David Bowie’s daughter Lexi Jones, 24, has publicly attacked her friends for failing to text her condolences on what would have been her late father’s 79th birthday
David Bowie’s daughter has publicly criticised her friends for not reaching out to her on what would have been the late music icon’s 79th birthday. Bowie passed away at his New York City home, which he shared with wife Iman and their daughter Lexi Jones, on 10 January 2016. His death came just two days after his 79th birthday and followed a secret battle with liver cancer.
Both Iman and Lexi have since paid individual tributes to the legendary star on his birthday, their posts on social media garnering a flood of empathetic responses from followers. However, 24 year old Lexi has since taken aim at those in her personal circle for neglecting the significance of the date and its closeness to the tenth anniversary of her father’s passing.
In a selfie shared with her Instagram followers, she vented: “Thank you to all the people I don’t know who wished me condolences, and f**k you to all of my friends who never texted me at all.” She further expressed her disappointment, adding: “I got 1 text! F**k all y’all.”

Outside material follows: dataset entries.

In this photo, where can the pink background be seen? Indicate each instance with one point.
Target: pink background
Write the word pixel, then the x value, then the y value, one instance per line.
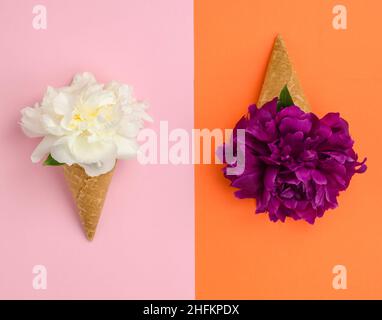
pixel 144 246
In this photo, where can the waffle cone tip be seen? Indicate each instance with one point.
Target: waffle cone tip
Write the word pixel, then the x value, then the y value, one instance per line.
pixel 280 72
pixel 89 194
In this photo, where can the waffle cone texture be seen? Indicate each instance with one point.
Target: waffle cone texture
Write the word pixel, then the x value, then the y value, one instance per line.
pixel 280 72
pixel 89 194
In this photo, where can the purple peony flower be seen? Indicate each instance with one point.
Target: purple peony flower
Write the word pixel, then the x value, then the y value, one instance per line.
pixel 295 163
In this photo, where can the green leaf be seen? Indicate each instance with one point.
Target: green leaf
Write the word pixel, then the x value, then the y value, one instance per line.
pixel 285 99
pixel 50 161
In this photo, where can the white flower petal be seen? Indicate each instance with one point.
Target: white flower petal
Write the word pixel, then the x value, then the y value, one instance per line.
pixel 43 148
pixel 31 122
pixel 91 152
pixel 95 169
pixel 63 103
pixel 126 148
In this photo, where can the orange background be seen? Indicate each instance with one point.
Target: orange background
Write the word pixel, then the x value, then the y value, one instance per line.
pixel 243 255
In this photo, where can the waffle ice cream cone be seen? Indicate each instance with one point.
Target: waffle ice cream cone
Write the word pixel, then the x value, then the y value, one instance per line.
pixel 280 72
pixel 89 194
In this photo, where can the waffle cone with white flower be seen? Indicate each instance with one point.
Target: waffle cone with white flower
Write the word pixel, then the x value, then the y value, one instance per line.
pixel 85 128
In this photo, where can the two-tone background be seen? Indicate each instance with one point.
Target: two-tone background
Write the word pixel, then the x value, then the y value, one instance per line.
pixel 177 232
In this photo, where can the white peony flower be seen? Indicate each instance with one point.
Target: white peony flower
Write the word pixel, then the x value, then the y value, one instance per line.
pixel 87 123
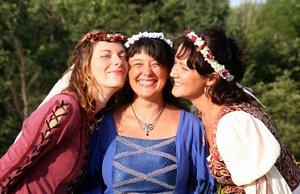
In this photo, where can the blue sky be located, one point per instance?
(235, 3)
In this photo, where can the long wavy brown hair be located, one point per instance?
(82, 81)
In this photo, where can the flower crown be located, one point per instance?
(102, 36)
(208, 56)
(146, 34)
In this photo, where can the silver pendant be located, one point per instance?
(148, 127)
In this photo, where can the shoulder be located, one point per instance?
(238, 119)
(190, 118)
(63, 104)
(191, 126)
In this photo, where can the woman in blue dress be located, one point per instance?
(149, 144)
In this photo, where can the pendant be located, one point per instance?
(147, 128)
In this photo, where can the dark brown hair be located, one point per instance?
(227, 52)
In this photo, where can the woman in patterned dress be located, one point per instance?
(246, 155)
(51, 151)
(149, 144)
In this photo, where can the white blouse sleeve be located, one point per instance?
(246, 145)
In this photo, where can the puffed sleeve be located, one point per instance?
(206, 184)
(247, 147)
(46, 127)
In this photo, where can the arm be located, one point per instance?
(206, 184)
(42, 131)
(247, 147)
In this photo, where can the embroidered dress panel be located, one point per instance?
(144, 166)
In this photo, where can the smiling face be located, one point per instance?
(109, 64)
(188, 83)
(147, 77)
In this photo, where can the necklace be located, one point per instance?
(147, 127)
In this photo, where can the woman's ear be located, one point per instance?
(212, 79)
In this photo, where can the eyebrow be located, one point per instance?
(132, 60)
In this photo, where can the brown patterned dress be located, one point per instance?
(285, 164)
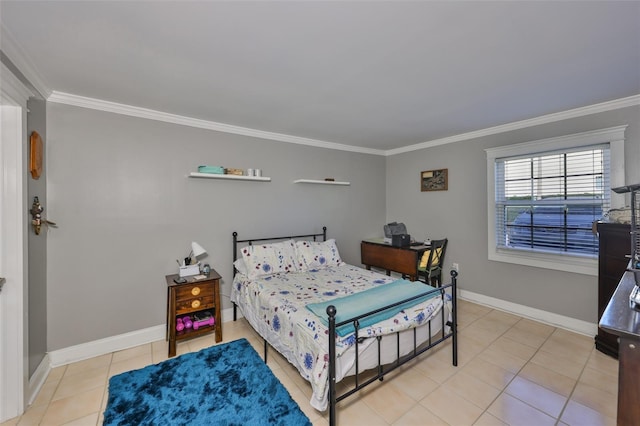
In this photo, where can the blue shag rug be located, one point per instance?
(226, 384)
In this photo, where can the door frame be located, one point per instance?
(14, 374)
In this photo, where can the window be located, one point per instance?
(545, 195)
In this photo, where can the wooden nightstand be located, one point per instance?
(193, 297)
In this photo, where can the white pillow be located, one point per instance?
(240, 266)
(269, 259)
(316, 254)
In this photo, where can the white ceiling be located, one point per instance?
(378, 75)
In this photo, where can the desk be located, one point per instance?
(618, 318)
(403, 260)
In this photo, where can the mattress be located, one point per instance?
(275, 306)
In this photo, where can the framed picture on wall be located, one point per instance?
(434, 180)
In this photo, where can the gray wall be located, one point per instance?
(125, 209)
(460, 214)
(37, 246)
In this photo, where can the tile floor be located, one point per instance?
(512, 371)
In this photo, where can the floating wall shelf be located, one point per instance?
(229, 177)
(322, 182)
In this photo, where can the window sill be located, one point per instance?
(567, 263)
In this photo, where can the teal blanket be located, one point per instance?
(374, 298)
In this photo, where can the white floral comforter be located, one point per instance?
(275, 306)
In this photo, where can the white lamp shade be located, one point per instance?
(197, 249)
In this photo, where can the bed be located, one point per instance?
(325, 316)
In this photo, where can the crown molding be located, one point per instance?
(544, 119)
(133, 111)
(22, 61)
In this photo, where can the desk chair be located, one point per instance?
(430, 267)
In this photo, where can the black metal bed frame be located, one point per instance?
(382, 370)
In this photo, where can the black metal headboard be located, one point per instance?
(250, 241)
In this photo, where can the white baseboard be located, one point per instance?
(38, 378)
(114, 343)
(106, 345)
(555, 320)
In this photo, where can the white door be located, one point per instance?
(13, 308)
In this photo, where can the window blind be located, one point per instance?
(548, 201)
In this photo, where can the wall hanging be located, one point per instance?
(434, 180)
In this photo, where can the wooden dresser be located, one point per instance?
(614, 247)
(403, 260)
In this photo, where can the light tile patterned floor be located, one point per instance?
(512, 371)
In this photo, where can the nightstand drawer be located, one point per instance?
(190, 291)
(194, 304)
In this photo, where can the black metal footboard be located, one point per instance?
(383, 370)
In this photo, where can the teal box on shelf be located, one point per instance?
(218, 170)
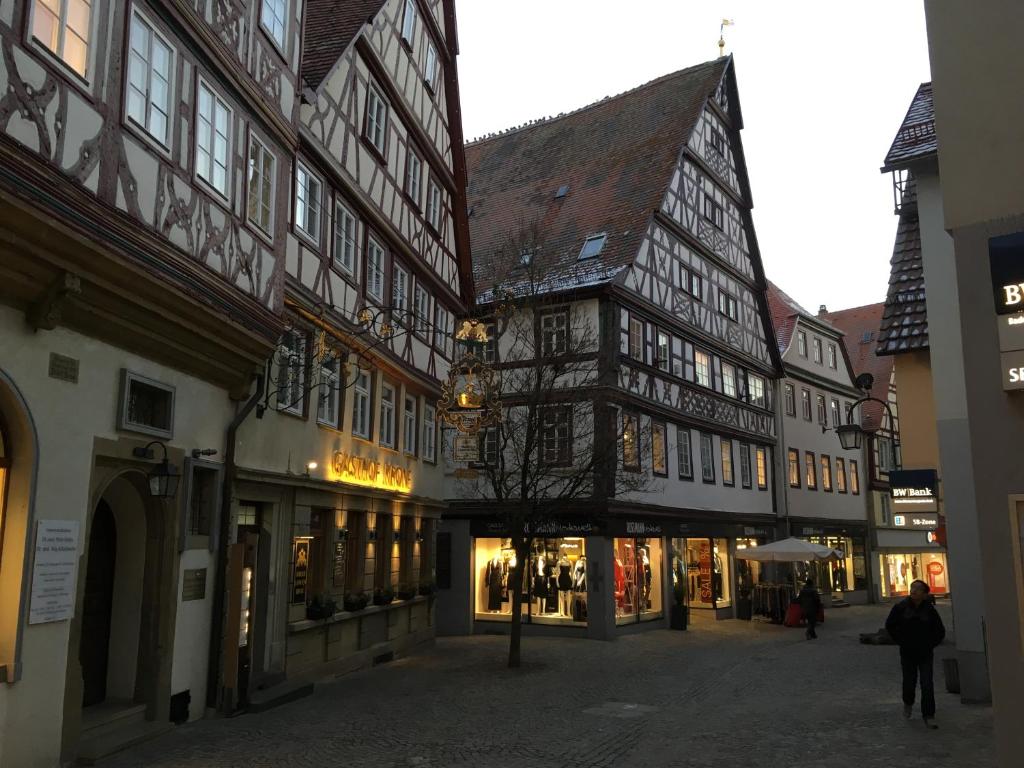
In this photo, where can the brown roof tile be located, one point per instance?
(616, 158)
(860, 327)
(330, 27)
(904, 322)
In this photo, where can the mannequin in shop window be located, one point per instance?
(494, 577)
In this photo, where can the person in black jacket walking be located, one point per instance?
(916, 627)
(809, 604)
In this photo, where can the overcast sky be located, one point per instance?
(823, 88)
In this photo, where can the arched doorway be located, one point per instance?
(113, 597)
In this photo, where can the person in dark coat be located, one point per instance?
(916, 627)
(810, 602)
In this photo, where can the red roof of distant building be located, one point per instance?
(860, 327)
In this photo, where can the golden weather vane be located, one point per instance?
(721, 35)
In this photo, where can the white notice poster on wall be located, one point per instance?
(54, 571)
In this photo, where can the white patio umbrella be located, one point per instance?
(790, 550)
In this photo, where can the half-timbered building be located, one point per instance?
(822, 493)
(638, 207)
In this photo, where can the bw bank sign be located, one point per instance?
(913, 492)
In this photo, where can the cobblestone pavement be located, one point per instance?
(728, 693)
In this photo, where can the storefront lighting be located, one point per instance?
(164, 478)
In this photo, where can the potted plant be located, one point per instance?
(322, 606)
(677, 614)
(355, 601)
(406, 592)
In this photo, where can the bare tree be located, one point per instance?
(562, 442)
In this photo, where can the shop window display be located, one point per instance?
(708, 572)
(554, 589)
(637, 572)
(899, 570)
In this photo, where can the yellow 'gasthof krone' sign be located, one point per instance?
(359, 471)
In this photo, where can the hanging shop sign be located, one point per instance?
(357, 470)
(914, 491)
(54, 571)
(300, 569)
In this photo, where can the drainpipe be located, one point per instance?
(213, 692)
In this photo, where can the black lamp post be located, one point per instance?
(165, 477)
(851, 434)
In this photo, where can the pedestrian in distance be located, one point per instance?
(916, 627)
(810, 604)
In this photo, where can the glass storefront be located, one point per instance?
(846, 574)
(637, 571)
(554, 589)
(898, 570)
(708, 581)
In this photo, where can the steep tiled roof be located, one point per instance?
(860, 328)
(915, 137)
(904, 323)
(615, 158)
(783, 314)
(330, 27)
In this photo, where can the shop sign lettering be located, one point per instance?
(359, 471)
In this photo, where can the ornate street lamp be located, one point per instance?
(165, 477)
(851, 434)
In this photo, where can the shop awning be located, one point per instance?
(790, 550)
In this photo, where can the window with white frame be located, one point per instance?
(683, 451)
(729, 379)
(399, 294)
(213, 139)
(554, 331)
(727, 474)
(387, 431)
(414, 176)
(727, 305)
(421, 306)
(707, 458)
(307, 202)
(377, 120)
(631, 442)
(409, 425)
(433, 205)
(758, 391)
(636, 338)
(151, 61)
(330, 391)
(291, 371)
(345, 240)
(409, 22)
(375, 270)
(555, 435)
(658, 450)
(429, 432)
(701, 368)
(744, 465)
(261, 176)
(431, 67)
(360, 404)
(273, 17)
(663, 350)
(64, 27)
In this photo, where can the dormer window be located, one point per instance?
(593, 246)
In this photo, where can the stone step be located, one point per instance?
(101, 742)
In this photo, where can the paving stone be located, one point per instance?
(729, 693)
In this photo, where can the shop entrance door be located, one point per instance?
(97, 606)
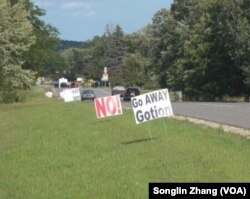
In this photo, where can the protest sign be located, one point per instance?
(108, 106)
(71, 94)
(151, 106)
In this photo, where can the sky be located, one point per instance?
(81, 20)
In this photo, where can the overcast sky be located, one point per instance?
(81, 20)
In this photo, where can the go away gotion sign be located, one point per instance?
(152, 106)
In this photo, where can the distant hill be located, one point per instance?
(66, 44)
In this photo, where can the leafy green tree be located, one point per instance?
(115, 51)
(16, 38)
(217, 51)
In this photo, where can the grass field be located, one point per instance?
(55, 150)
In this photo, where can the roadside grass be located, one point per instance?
(51, 149)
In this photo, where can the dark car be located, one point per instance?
(118, 90)
(130, 92)
(87, 95)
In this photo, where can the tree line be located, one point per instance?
(200, 47)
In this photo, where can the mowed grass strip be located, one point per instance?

Lexi, whose full name is Alexandria Zahra Jones, had earlier posted a touching throwback photo with her dad, captioning it: “Da big 79 today. Happy birthday pops, miss ya!”
This comes only months after Lexi disclosed her autism diagnosis, following a ‘long and exhausting journey’ and years of struggling to fit in. In August, she took to Instagram to discuss the ‘validating’ diagnosis and her lifelong efforts to appear ‘normal’.
She also revealed that she’d spent thousands of dollars seeking professional help. The artist sought professional help and was formally diagnosed with autism and ADHD by a specialist. She first shared her diagnosis in June, confessing that understanding she was autistic brought her ‘clarity and relief’, after unknowingly concealing it for years, which left her feeling exhausted and isolated.
She took to Instagram to share: “Autism does not have one look, one voice, or one way of showing up. It comes in many forms, and a lot of us learn to hide it without even realising we are doing it.”
“I was recently diagnosed as autistic, and it finally made sense of so much I have carried quietly my whole life. It is very common for women and people socialised as female to be diagnosed later in life. We are often conditioned to mask, mirror, and internalise. That does not make it any less real.”
“This diagnosis does not change who I am, but it gives me language, clarity, and relief. I am sharing this because I know I am not the only one, and because stories like this deserve to be seen.”
Alongside her post, she shared a deeply personal essay titled, The Quiet Effort: ‘Neurodivergence through my lens’, where she candidly discussed how she’d ‘spent my whole life feeling like I was different’. Lexi remembered feeling ‘isolated’ growing up and spent years mirroring those around her and ‘masking’ – a term used to describe the conscious or unconscious effort by individuals to suppress their natural autistic traits and behaviours to appear more neurotypical.
She penned: “I never really felt like I belonged anywhere, and it ultimately left me exhausted from masking”.
Lexi admitted to feeling ‘exhausted from masking’ and confessed that she had become adept at ‘blending in’, but it was a skill that didn’t come naturally to her and required ‘conscious construction’.
She penned: “It feels more like a performance I have built over time, not a reflection of how I truly think, feel, or function.”
She detailed how she would often get overwhelmed and either ‘shut down or lash out’, while describing her lack of self-identity as a ‘sense of pain’ that ‘chips away at my confidence and sense of worth.’.